Cathedral of St. Nicholas - Its construction began soon after the founding of the city and it was completed some time at the turn of the 14th century. In July 1641 this building was destroyed together with its interior by the fire but construction could soon begin with the aid of charitable donations of a new church. It was erected between 1641 and 1649 in the Baroque style.
The Black Tower rises next to the cathedral, an unmistakable and dominant feature of the city. Under the guidance of Italian builders Hans Spatz, Lorenzo and Vincenc Vogarelli the tower then rose to its giddy height of 72.25 metres.
The walk continues along the street U Cerne veze (At the Black Tower) and its oldest traditional name "Jewish" originated from the Middle Ages recalling the fact that the Jewish community settled here as of the mid 14th century till 1505.
Meat Shops. This is a low but extended corner building in which meat and bread used to be sold. King Charles IV established the meat shops in 1364 because he was dissatisfied with their original location in the middle of the square.
Rabenstejn Tower is is one of the best-preserved parts of the fortifications even containing the remains of the original fortified gallery mounted on cantilevers. The tower was built in the 14th century, however its present appearance dates back to its reconstruction in 1551.
The Salt Gate is named after the salt that was transported here from the mid 16th century from the nearby storehouse to the river bank, loaded onto the boat and transported in the direction of Prague. The next steps along the embankment open up to visitors the romantic view of the confluence of the Vltava and Mal¹e.
Senovazne Square - On the northeast it ends in the Neo-gothic Church of the Holy Family of 1888, the seat of the congregation of nuns of the Order of St.

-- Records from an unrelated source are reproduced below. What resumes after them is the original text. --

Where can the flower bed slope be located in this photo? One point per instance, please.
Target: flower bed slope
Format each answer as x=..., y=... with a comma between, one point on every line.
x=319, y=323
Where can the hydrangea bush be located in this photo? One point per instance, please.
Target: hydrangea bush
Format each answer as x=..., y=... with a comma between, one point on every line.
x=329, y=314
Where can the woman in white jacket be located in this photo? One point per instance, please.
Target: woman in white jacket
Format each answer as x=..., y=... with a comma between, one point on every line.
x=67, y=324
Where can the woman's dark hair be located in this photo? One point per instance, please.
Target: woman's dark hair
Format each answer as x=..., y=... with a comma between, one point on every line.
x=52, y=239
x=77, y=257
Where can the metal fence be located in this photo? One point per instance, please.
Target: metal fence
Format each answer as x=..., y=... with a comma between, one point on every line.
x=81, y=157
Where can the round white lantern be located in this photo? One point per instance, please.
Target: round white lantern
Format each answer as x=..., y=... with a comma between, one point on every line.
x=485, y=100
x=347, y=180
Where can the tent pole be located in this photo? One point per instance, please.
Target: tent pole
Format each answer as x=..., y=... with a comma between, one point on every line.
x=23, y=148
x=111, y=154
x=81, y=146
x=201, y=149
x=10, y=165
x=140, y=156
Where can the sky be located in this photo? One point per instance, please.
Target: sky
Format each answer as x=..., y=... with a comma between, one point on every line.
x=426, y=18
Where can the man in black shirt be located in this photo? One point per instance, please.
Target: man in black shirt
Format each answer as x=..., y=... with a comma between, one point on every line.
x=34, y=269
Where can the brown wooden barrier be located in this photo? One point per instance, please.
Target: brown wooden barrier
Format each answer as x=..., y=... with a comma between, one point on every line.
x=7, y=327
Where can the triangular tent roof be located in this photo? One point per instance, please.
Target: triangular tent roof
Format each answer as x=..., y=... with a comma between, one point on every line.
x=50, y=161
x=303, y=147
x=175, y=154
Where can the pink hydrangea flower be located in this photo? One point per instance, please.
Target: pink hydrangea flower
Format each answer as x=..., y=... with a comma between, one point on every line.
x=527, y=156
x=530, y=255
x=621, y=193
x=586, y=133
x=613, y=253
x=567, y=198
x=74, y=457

Charles Borromeo. A Baroque statue of St. John of Nepomuk stands next to the church.
Marianske Square - The oldest monument here is the Baroque Marian sculptural group after which the square is named. The people of Ceske Budejovice had it erected in 1716 in gratitude to the city having escaped the plague. You can see the Marian Barracks on the corner of the busy Husova and Prazska Boulevards, another of Sandner's buildings of 1843. During World War One writer Jaroslav Hasek served as a soldier in the barracks here and began writing his book "The Good Soldier Svejk" - the famous Svejk Ceske Budejovice anabasis ended here.